Personal information
- Native name: Анастасия Грачева
- Full name: Anastasia Gracheva
- Born: 14 November 2001 (age 24) Moscow, Russia
- Home town: Moscow, Russia
- Height: 166 cm (5 ft 5 in)

Figure skating career
- Country: Moldova (since 2022) Russia (until 2020)
- Coach: Julia Lebedeva
- Skating club: Krystal Sports Complex
- Began skating: 2005

= Anastasia Gracheva =

Russian-Moldovan figure skater

Anastasia Gracheva (Russian: Анастасия Грачева; born 14 November 2001) is a Russian-Moldovan figure skater who currently competes for Moldova. She is the 2025 Skate Helena champion and the 2025 Budapest Trophy silver medalist.

She is the first female skater to represent Moldova at an ISU Championship event (2023 European Championships).

== Personal life ==
Gracheva was born on 14 November 2001 in Moscow, Russia.

== Career ==

=== Early career ===

==== Skating for Russia ====
Gracheva debuted domestically for Russia in the 2015–16 season placing fourth at the Russian Cup 5th Stage. The following season, she won the silver medal at the Russian Cup 5th Stage.

She debuted for Russia internationally at 2017 Ice Star in Minsk, Belarus finishing in fourth place with a score of 162.59. The following month, she won the bronze medal on the junior level at the 2017 Tallinn Trophy behind Anastasiia Arkhipova of Ukraine and Anastasiia Gubanova, also of Russia. She later placed seventeenth at the 2018 Russian Championships.

The following two seasons, Gracheva did not appear on the international circuit. She continued to compete domestically for Russia. She finished 7th at the 2019 Russian Cup Final and 16th at the 2020 Russian Championships.

=== 2022–2023 season ===

==== Skating for Moldova ====
In 2022, Gracheva began to represent Moldova. She made her debut for Moldova at the 2022 Budapest Trophy finishing in sixth place. The following month she went onto win the 2022 Bosphorus Cup.

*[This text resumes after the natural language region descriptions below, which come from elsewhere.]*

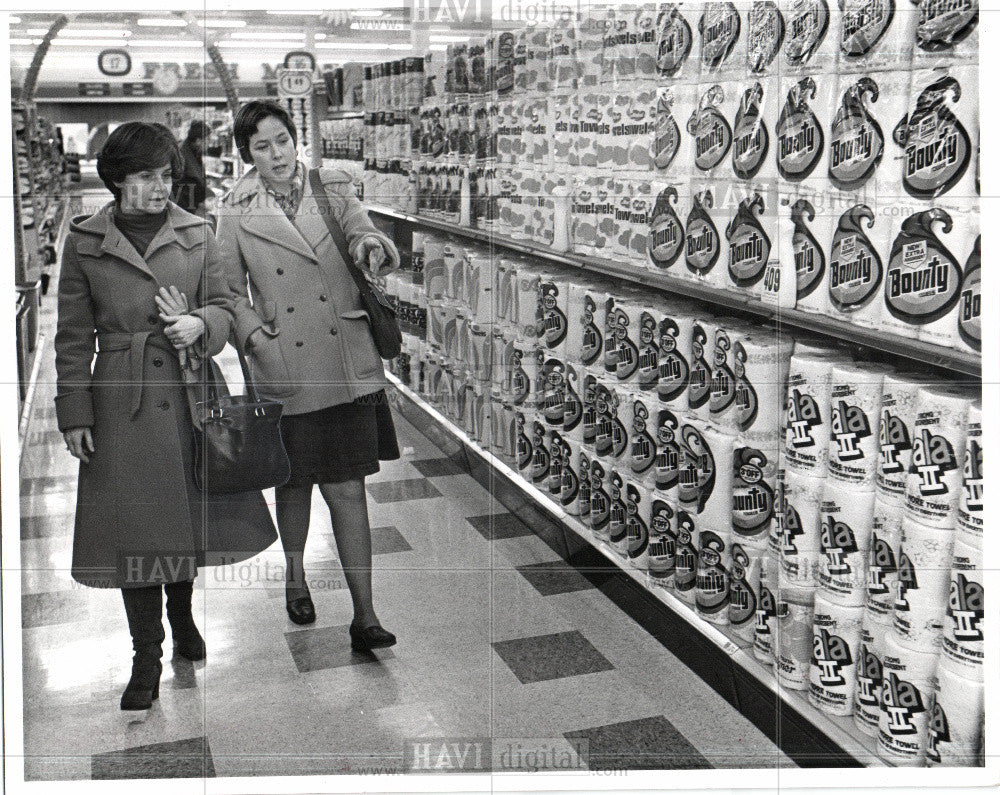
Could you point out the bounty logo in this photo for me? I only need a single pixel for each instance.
(907, 582)
(881, 562)
(937, 732)
(849, 425)
(869, 678)
(831, 655)
(893, 440)
(933, 456)
(803, 416)
(965, 607)
(837, 542)
(902, 702)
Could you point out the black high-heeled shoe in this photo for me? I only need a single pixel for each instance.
(301, 609)
(368, 638)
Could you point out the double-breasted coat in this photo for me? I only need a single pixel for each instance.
(316, 349)
(140, 519)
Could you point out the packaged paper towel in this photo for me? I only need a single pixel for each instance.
(922, 590)
(934, 480)
(962, 639)
(969, 524)
(955, 727)
(883, 561)
(836, 655)
(846, 515)
(907, 693)
(662, 541)
(899, 395)
(855, 403)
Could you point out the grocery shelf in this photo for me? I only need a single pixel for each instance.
(946, 359)
(846, 744)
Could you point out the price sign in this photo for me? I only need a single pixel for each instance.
(294, 83)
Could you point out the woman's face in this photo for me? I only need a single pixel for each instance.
(273, 151)
(146, 191)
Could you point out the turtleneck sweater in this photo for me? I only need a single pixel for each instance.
(139, 228)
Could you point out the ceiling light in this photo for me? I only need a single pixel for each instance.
(156, 22)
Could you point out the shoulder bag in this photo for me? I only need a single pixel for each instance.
(381, 316)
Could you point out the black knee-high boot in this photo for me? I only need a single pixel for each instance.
(187, 638)
(144, 610)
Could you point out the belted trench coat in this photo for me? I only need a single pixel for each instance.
(140, 519)
(316, 349)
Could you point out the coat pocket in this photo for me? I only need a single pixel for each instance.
(361, 345)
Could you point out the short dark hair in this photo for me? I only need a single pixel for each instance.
(137, 146)
(250, 115)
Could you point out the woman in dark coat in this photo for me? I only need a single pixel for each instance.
(300, 321)
(128, 274)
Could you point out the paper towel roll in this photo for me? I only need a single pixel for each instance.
(662, 542)
(836, 655)
(744, 590)
(766, 615)
(855, 403)
(883, 561)
(600, 499)
(955, 727)
(802, 529)
(934, 480)
(868, 688)
(969, 521)
(846, 514)
(794, 642)
(753, 500)
(638, 517)
(686, 566)
(808, 434)
(876, 36)
(899, 396)
(962, 638)
(700, 378)
(675, 338)
(907, 691)
(922, 589)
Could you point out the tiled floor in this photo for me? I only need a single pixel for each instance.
(498, 639)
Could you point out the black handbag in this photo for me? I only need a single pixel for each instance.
(381, 316)
(238, 443)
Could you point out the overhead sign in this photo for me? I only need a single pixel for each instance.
(294, 83)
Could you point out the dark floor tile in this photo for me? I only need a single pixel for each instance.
(179, 759)
(57, 607)
(322, 648)
(386, 540)
(644, 744)
(438, 467)
(554, 577)
(555, 656)
(400, 490)
(47, 526)
(499, 525)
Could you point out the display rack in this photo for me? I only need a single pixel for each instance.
(810, 737)
(954, 363)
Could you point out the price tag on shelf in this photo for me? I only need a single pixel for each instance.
(294, 83)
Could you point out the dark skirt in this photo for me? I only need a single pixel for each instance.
(339, 443)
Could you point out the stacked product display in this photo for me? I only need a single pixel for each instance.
(819, 504)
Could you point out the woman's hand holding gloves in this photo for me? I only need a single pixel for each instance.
(183, 329)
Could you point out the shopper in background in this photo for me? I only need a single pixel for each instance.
(310, 346)
(129, 273)
(191, 189)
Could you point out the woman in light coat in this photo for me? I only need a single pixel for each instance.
(300, 321)
(129, 273)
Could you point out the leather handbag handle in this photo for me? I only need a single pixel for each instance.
(336, 232)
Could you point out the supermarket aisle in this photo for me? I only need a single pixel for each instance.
(498, 639)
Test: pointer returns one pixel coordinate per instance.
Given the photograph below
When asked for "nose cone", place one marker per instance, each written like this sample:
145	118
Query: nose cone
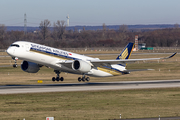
9	51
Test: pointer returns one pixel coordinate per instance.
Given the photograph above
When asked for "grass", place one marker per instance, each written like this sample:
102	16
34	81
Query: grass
168	69
91	104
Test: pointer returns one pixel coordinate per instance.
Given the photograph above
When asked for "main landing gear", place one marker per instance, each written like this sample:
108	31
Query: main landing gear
57	78
15	62
84	78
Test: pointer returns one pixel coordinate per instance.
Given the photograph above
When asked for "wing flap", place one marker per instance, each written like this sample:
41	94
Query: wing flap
125	61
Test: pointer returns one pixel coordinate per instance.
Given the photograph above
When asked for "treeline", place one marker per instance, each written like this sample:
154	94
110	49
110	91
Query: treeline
61	38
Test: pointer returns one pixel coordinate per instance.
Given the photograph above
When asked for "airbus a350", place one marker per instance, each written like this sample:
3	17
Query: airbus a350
35	56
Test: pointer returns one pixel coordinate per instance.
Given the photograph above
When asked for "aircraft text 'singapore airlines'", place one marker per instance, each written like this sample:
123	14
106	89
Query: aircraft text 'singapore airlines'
35	56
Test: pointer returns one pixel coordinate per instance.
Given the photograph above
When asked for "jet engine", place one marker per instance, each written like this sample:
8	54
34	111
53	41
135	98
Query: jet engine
29	67
81	66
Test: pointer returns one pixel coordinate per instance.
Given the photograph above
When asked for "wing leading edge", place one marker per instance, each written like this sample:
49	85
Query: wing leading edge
97	63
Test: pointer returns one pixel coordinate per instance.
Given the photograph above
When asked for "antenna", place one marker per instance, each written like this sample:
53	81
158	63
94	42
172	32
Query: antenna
67	19
25	22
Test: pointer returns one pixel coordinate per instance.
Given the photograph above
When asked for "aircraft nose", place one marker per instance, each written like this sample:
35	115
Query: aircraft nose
9	51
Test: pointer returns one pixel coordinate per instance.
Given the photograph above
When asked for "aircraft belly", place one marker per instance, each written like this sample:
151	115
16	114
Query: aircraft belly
99	73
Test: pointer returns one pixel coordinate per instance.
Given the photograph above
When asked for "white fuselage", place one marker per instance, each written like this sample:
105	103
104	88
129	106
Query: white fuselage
57	59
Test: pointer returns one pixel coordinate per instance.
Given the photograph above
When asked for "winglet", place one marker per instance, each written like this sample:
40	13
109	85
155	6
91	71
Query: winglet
171	56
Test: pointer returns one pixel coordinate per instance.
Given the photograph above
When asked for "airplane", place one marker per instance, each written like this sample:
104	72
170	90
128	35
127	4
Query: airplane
35	56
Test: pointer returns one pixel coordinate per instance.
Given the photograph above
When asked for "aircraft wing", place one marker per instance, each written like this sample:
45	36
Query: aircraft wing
97	63
124	61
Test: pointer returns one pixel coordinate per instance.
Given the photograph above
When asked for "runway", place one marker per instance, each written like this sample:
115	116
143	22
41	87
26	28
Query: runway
68	87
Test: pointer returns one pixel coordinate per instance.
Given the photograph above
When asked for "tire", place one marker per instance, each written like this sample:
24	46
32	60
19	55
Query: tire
79	79
83	79
87	79
57	79
62	79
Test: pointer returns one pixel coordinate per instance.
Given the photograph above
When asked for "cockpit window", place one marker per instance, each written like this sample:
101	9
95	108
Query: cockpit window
16	45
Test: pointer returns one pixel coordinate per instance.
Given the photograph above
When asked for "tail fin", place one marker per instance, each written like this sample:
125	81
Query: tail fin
126	53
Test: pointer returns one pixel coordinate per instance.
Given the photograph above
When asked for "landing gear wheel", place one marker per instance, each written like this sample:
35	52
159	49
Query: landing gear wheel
15	65
87	79
61	78
83	79
53	79
79	79
57	79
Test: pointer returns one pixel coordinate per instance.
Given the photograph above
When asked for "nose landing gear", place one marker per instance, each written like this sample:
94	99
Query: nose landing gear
15	62
84	78
57	77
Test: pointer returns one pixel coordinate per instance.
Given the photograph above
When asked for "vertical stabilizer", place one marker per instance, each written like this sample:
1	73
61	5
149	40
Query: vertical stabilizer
126	53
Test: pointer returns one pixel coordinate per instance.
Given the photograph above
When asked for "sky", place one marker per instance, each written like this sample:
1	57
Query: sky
90	12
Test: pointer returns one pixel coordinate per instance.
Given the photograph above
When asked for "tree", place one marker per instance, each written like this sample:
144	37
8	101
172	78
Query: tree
123	28
44	28
2	31
59	29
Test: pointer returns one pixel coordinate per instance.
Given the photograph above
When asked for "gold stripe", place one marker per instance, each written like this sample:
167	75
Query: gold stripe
48	54
111	71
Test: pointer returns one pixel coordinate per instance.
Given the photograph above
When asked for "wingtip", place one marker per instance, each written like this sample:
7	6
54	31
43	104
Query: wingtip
172	55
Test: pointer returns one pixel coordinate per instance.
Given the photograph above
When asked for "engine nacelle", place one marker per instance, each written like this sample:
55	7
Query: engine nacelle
81	66
29	67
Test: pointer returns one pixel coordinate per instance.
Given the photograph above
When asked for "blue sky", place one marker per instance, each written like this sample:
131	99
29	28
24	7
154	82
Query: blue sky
90	12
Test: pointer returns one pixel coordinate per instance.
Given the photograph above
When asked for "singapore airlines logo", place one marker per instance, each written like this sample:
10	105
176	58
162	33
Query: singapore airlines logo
124	54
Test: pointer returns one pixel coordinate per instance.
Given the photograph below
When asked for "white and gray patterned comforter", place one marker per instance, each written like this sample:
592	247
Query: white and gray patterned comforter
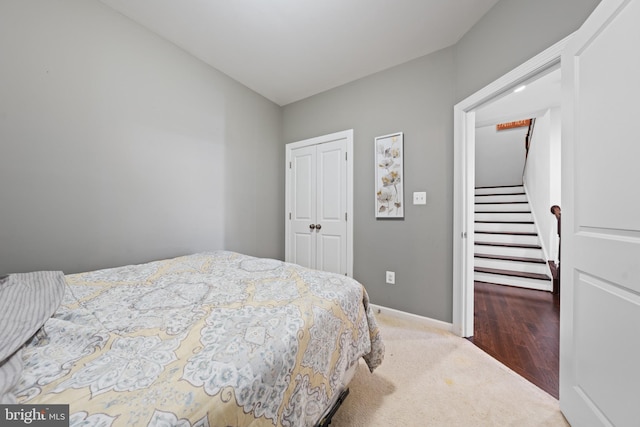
211	339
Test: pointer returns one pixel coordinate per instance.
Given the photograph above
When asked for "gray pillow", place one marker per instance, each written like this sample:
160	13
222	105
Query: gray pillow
27	300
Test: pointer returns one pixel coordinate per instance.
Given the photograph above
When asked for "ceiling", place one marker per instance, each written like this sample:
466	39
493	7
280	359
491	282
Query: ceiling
543	91
287	50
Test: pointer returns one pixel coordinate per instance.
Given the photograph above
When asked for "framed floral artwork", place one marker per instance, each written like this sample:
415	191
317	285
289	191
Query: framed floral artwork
389	176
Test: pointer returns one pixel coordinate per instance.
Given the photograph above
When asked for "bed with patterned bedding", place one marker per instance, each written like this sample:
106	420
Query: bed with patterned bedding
210	339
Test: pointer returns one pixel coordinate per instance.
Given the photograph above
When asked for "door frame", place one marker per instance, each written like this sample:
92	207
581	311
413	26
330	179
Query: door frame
464	178
347	135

Gracheva made her championship debut in January at the 2023 European Championships in Espoo, Finland making her the first female singles figure skater to represent Moldova at an ISU championship event. She placed twenty-eighth in the short program segment and did not advance to the free skate.

In March, she competed at the 2023 World Championships in Saitama, Japan where she finished thirtieth in the short program segment, unable to advance to the free skate.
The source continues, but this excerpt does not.